And in my book, since I know Cornell does a lot of work
with human-resource professionals,
Dave Cote uses his HR department at Honeywell
as his example of where you had 1,000 people when he first
became the CEO.
He's down to 300.
He expects to go under 100.
You ask him why-- technology.
Everybody's more efficient, plus people
want to interact and get the answers themselves.
They don't want intermediaries-- any more,
call up your HR person and ask them a question.
You want your FAQ and your information online.
And so there will always be HR people,
just less and less and less.
Same with lawyers, same with doctors.
STEVEN BERKENFELD: So, on to cultural issues, values.
How do you address the American aversion to money for nothing?
And how do you reconcile this with the criticism
that UBI's almost un-American, as contrary to some
of our fundamental values of hard work
and individual accountability?
ANDY STERN: So the one thing I say is,
the one job we need lots more of is philosophers.
Because we set up Maslow's need hierarchy,
and we said self-actualisation was the highest thing.
I don't think we meant work was self-actualization only,
for everyone.
So I think we need to--
and I think that we should not allow anybody
into this discussion who's over 30, because those
of us who grew up loving work, who our work gave us meaning
and purpose, are not in the right position
to explain to people coming up in a very different employment
world that we discussed what value work is going to have.
So those are my two starting places.
I'm really curious about these experiments
that are being run in other countries, of what people
do with time.
Now, we do have somewhat of an experiment here.
No one wants to--
it's EITC, which is, people get a once-a-year check.
And at least we know that the bars aren't full and, in fact,
most people use the money to pay off debts
when they get their EITCs.
So we shouldn't think that now, when
people get a monthly check, they're
going to do all the things that people worry
that people are going to do.
] always say to people that it's always funny,
because I go out to lunch with very successful people,
who are very wealthy.
And they want to talk about policy.
And, after the third martini, they're asking me,
aren't all these people going to drink their money away?
[LAUGH] And I say, I don't know-- what have you
been doing all lunchtime?
[LAUGHTER]
So I think there's a lot of things we need to learn.
I don't know if-- you know, some people say we redefine work.
But there's a series of wonderful things about UBI.
It pays child-rearing parents, men
and women, money for the first time,
gives a value to that work.
Prisoners who leave prison on reentry,
who end up going back a lot because they
don't have the economic ability to get by, can do that.

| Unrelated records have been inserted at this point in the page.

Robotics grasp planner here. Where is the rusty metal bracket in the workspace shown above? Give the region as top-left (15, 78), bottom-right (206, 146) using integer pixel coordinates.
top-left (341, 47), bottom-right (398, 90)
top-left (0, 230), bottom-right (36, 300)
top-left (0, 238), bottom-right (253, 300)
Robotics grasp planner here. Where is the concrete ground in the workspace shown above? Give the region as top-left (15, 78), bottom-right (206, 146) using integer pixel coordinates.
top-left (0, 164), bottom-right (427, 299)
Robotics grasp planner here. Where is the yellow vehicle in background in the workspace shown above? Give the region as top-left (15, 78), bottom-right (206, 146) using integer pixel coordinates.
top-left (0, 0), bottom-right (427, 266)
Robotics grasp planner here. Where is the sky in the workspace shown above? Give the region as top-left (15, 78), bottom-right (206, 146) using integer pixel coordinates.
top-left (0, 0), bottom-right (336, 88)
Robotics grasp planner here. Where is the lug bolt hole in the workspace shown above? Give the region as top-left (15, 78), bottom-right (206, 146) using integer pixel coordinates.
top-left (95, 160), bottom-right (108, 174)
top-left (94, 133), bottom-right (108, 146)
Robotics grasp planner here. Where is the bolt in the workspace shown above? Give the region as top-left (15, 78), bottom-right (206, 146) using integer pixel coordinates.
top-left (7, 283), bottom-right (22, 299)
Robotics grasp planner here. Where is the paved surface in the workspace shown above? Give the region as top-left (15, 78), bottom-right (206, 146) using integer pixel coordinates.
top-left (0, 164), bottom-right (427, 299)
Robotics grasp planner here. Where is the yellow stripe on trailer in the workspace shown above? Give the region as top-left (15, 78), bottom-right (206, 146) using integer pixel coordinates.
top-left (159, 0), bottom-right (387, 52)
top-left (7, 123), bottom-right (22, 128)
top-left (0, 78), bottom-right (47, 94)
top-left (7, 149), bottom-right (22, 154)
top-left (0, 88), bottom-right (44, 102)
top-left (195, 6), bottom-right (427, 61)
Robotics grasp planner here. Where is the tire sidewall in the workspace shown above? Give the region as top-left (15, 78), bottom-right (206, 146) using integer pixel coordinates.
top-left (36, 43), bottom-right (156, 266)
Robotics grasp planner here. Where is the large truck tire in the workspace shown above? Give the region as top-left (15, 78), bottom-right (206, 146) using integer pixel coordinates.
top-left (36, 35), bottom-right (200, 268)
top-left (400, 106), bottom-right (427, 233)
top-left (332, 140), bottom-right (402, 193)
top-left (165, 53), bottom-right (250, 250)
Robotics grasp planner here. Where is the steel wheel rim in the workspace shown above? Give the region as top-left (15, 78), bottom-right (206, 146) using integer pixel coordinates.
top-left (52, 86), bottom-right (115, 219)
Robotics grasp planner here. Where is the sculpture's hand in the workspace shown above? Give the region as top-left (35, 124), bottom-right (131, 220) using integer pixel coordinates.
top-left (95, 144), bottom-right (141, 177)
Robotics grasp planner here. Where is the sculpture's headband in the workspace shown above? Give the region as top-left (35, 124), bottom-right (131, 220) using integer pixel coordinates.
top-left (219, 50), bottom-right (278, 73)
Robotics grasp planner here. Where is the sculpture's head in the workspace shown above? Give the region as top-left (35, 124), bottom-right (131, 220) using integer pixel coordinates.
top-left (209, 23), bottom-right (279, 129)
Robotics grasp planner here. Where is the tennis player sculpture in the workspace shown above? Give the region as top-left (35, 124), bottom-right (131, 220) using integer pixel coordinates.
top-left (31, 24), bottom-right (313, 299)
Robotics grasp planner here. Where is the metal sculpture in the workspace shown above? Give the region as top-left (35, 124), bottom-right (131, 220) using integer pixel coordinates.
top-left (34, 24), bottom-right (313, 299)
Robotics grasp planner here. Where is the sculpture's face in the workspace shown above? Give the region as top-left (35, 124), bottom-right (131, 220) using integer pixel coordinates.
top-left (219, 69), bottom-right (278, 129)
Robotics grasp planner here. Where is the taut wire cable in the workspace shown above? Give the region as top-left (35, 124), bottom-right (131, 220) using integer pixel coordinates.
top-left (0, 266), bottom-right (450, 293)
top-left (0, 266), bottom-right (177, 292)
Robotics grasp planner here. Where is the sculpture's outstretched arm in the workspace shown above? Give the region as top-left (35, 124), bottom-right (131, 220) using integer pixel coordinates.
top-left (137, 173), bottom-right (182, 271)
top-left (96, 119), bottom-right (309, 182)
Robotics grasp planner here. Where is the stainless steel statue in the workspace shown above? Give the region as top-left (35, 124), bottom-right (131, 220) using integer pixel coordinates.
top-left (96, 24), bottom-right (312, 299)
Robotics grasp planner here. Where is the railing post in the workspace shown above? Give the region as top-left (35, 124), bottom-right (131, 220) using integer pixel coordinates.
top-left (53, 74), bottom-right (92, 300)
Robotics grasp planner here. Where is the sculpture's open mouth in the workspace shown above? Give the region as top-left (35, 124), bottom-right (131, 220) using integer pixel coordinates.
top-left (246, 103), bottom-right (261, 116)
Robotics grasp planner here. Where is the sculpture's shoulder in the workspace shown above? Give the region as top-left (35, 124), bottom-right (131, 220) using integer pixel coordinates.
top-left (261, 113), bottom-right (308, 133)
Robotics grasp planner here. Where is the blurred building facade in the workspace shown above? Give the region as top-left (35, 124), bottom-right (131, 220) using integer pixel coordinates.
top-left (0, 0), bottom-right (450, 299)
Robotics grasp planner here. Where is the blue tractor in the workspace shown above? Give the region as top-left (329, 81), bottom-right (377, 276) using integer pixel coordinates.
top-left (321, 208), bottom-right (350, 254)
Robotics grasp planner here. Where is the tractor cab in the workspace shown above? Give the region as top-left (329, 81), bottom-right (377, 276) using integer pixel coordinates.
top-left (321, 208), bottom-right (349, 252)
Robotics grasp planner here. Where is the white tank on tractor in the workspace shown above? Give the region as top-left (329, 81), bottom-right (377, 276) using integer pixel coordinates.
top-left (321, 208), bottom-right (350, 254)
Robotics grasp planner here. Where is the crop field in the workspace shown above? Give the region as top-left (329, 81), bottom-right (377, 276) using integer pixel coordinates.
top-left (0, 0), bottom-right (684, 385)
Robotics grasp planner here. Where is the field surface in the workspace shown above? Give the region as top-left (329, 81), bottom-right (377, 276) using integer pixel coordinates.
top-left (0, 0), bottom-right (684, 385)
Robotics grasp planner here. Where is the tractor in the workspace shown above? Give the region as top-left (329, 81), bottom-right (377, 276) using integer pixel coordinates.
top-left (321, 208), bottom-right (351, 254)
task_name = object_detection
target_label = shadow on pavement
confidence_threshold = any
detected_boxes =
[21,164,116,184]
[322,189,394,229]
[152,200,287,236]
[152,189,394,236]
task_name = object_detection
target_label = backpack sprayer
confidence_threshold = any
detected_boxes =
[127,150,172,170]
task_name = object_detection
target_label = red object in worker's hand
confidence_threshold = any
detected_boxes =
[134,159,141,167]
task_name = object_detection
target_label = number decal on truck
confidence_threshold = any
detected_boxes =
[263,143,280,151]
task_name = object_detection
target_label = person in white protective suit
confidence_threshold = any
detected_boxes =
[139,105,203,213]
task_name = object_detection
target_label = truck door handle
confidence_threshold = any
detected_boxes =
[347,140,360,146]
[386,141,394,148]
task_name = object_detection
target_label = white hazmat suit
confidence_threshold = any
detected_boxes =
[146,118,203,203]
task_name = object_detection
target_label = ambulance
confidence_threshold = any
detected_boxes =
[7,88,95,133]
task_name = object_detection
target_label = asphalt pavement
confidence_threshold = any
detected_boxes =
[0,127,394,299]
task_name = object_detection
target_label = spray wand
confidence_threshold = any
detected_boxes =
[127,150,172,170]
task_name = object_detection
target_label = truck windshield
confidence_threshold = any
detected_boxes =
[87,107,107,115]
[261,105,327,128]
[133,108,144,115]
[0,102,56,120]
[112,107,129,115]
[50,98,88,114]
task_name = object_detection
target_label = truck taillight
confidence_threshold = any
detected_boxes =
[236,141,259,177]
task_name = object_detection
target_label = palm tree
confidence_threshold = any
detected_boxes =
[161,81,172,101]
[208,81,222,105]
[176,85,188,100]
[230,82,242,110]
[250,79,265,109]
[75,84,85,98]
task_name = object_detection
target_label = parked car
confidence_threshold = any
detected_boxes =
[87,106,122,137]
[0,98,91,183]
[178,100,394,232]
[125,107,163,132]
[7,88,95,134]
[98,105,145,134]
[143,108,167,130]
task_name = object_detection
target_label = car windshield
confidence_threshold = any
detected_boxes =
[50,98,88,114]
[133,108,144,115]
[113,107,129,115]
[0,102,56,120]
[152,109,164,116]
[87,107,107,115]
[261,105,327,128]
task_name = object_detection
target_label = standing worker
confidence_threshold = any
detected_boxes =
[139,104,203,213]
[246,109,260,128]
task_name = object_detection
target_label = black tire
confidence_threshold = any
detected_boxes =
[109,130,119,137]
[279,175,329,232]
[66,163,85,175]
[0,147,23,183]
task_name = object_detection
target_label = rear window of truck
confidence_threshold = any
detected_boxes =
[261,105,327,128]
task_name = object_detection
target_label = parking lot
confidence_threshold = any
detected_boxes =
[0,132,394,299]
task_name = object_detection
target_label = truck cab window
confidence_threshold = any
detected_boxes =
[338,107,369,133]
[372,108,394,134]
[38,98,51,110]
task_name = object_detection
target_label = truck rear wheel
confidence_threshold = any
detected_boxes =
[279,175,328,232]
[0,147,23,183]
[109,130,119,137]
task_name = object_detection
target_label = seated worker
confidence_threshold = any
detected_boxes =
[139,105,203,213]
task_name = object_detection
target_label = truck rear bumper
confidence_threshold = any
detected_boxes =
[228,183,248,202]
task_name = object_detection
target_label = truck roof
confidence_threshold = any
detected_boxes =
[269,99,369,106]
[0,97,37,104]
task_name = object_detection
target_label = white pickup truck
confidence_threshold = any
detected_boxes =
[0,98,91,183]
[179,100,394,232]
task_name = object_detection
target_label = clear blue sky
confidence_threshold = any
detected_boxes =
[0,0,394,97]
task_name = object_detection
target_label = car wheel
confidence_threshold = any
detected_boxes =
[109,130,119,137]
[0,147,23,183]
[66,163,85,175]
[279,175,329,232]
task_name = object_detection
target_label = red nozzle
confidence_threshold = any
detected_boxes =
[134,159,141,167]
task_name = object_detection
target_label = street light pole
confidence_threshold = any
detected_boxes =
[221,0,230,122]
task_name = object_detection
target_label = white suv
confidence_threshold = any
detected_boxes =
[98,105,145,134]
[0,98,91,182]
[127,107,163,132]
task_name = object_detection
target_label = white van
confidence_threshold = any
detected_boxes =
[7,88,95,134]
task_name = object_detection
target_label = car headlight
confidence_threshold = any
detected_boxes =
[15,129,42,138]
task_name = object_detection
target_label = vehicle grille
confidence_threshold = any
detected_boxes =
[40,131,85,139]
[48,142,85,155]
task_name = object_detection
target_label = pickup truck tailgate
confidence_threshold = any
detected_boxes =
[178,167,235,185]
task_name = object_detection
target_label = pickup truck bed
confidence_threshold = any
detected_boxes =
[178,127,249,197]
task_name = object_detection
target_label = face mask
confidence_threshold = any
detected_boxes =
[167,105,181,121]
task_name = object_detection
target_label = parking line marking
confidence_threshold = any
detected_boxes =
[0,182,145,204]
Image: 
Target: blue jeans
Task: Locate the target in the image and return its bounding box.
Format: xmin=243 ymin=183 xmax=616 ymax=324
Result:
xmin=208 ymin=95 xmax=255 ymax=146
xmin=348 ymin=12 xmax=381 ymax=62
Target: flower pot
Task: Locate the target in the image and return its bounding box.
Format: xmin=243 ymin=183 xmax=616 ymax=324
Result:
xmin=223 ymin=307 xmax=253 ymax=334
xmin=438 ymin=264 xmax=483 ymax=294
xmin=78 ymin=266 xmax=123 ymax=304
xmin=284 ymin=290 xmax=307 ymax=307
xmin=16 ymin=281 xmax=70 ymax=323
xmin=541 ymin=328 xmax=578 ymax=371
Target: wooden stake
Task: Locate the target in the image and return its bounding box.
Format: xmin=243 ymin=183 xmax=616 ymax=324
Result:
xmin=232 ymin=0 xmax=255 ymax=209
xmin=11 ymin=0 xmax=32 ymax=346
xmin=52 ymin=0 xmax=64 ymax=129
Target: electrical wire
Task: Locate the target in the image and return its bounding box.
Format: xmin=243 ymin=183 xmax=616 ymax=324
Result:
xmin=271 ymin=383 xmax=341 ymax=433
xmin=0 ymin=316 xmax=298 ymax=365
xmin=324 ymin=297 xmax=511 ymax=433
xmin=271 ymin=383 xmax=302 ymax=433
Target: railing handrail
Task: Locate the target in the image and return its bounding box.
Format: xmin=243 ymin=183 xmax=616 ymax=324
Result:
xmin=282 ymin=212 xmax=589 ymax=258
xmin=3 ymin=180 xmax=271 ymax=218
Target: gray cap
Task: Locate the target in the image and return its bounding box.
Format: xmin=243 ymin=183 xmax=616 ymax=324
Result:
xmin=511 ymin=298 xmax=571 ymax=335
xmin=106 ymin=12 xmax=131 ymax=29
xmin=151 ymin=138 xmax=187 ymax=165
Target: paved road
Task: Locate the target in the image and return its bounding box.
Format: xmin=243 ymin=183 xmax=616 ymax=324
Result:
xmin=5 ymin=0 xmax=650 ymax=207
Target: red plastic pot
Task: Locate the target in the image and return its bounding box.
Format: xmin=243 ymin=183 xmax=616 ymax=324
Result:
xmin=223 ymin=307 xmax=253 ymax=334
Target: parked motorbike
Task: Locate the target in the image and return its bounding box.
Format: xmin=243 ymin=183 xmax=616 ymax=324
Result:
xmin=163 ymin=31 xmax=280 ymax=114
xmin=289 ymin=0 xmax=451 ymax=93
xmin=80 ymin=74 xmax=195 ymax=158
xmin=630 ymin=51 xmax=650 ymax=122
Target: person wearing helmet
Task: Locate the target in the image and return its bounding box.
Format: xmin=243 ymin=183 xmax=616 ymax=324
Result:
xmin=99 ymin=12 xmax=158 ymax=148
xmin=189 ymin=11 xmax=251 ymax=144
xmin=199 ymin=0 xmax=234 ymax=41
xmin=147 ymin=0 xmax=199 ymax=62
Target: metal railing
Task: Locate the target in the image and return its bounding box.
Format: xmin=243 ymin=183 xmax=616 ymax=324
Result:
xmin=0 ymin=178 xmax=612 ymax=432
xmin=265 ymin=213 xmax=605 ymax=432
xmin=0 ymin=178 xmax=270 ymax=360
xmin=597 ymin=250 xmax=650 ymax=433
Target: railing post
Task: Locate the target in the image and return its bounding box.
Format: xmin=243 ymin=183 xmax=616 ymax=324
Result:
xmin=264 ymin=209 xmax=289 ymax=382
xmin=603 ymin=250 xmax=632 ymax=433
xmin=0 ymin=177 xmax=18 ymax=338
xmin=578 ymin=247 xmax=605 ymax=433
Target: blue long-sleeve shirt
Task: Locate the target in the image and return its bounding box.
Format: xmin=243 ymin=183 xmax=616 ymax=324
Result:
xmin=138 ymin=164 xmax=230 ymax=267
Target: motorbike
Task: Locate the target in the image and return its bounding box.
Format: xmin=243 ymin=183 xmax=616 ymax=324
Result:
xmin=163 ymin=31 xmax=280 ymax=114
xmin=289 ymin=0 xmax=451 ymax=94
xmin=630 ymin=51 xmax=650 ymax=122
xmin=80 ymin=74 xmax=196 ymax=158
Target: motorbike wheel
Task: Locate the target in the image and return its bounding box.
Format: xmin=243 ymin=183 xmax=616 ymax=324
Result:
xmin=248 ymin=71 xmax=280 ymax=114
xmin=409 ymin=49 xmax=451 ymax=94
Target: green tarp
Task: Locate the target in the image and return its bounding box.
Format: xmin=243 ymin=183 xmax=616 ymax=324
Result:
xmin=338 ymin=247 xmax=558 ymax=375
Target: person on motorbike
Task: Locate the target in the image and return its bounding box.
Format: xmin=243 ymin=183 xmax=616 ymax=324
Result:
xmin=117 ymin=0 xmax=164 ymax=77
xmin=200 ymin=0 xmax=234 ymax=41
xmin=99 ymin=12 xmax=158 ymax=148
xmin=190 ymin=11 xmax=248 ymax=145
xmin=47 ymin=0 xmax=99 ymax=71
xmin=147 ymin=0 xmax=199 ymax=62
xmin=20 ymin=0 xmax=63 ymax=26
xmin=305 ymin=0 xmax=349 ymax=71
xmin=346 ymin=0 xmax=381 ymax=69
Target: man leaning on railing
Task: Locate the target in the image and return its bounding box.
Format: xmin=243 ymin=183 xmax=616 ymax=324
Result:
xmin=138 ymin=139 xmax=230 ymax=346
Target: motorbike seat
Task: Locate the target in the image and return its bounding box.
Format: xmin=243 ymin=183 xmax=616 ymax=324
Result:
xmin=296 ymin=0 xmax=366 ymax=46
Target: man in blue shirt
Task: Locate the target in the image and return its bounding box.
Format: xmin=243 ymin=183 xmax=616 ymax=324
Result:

People who want to go back to school.
Workers who want to go on strike.
I mean, there are lots of additional advantages of UBI
that make it--
compensating things that we haven't done,
sometimes, before, in the past.
But I think this question is the biggest question.
Because, then if you say, OK, work is fundamental,
then tell me what the work program is that we're
going to have everyone do.
And there are things now that you and I have talked about,
people can do for a while.
Like, there's lots of what I call "mitigating policies."
It's kind of Uber now versus Uber later.
Uber now, Sarah and everybody will talk to you
about all the wraparound benefits we could do,
and Elizabeth Warren will talk to you about Social Security
and how we could provide for it in a different way [AUDIO OUT]
later, we have a different problem.
So I think there's lots of Uber-now things.
I think this philosophical question
of what people are going to do with their time, forget--
you know, when there's not enough work to do.
And I would argue, the opioid crisis in parts of this country
is a bad example of what people do with their time
when they have no money and no hope and they're 55 years old
or their voting patterns are somewhat
of an expression of that.
So I think this is a really important question.
But I don't think anybody's figured out how, long-term,
the work's going to happen.
You know, I said to you earlier, if one more person says to me
the WPA--
and I say, the WPA was 80 years ago,
in a very different economy.
It was never meant to be permanent,
it was a temporary transitional program.
And a lot of people sent their--
were out in the woods, digging trails and whatever.
So, when you're ready to let your kids go out, that's
their life, is going and living in a camp
and working in the woods, you know, OK, call me.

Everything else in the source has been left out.